Ouvre les yeux, sors de chez toi, regarde,
Tu n’es pas seul, ressent, baisse ta garde,
Il te suffit d’oser, de parler, d’oublier la peur,
Ouvre ton coeur, tu y verras la Vie couleur !

Et tu comprendras que même seul on est heureux,
Quand soudain on écoute son coeur, comme à deux,
De toi à toi, tu n’es plus le même, tu souries,
Ouvre les bras, partage, vit, retrouve des amis !

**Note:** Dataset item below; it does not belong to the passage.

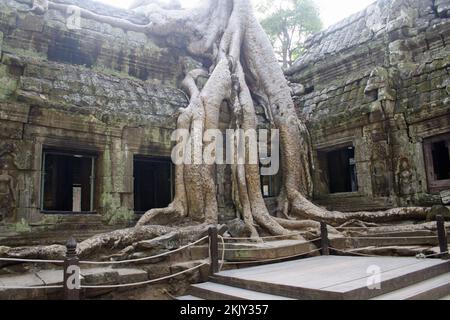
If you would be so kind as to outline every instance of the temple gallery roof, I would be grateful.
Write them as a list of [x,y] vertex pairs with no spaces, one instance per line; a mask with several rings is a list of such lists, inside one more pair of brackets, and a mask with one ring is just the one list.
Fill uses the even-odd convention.
[[409,28],[414,36],[447,18],[449,11],[450,0],[378,0],[311,36],[305,44],[306,53],[286,74],[292,75],[326,57],[386,36],[387,32],[399,27]]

Alors la vie va couler en rivières joyeuses,
Elle va s’éclairer de lumières merveilleuses,
Enfin dans le silence, tu trouveras l’essentiel,
Tu toucheras enfin ton essence et … le ciel !

Ph 48_solitude

L’homme que j’aimerai

L’homme que j’aimerai

Ph 41_l'homme que j'aimerai

L’homme que j’aimerai,
Dans mes yeux verra son reflet,
Saura qu’il est arrivé à bon port,
Ne voudra plus chercher de l’or.

Il verra dans mes yeux le calme,
Peut-être aussi juste une larme,
Il verra une tendresse infinie,
Toutes les couleurs d’une symphonie.

A l’homme que j’aimerai,
Je voudrais dire je t’apprendrai,
A déposer les armes, n’ai plus peur !
Je t’apprendrai à oublier le malheur.

Je t’apprendrai les silences,
De deux corps émus, en partance,
Je serai fragile pour ta puissance,
Je serai la terre pour ta renaissance.

A l’homme que j’aimerai,
Des baisers légers je donnerai,
Que nous regarderons s’envoler,
Dans un monde nouveau, juste aimer.

Et dans l’union sacrée du corps et de l’esprit,
Nous ne serons plus qu’un, purs, éblouis,
Le féminin, le masculin mélés, hors du temps,
Toi, l’homme que j’aimerai, viens, je t’attends.

Un p’tit bonheur.

Un p’tit bonheur.

 

Un p’tit bonheur, un vrai, tout p’tit, ça se nourrit,
Instant entre sommeil et éveil, se dire je suis en vie,
Et s’étirer comme le chat, la journée va être belle,
Profiter de chaque instant, vouloir juste l’essentiel.

Et croiser son voisin, vous êtes beau ce matin,
Sourire à la vie, aux arbres, aux fleurs, aux miens,
Aller travailler sans ruminer, cela ne sert à rien,
Prendre le temps de respirer, un peu, c’est bien.

Et aimer les passants, les regarder ces gens,
Sourire avec les yeux toujours, ici, maintenant,
Pour partager ton p’tit bonheur, avec elle, lui,
Juste avec un sourire, une attention pour elle, lui.

Et pardonner à ceux qui t’ont fait si mal,
Le faire en vrai, être vrai, le bien ou le mal ?
Chaque jour mon cœur donne et s’en réjouit,
Un p’tit bonheur, tout p’tit, ça te garde en vie.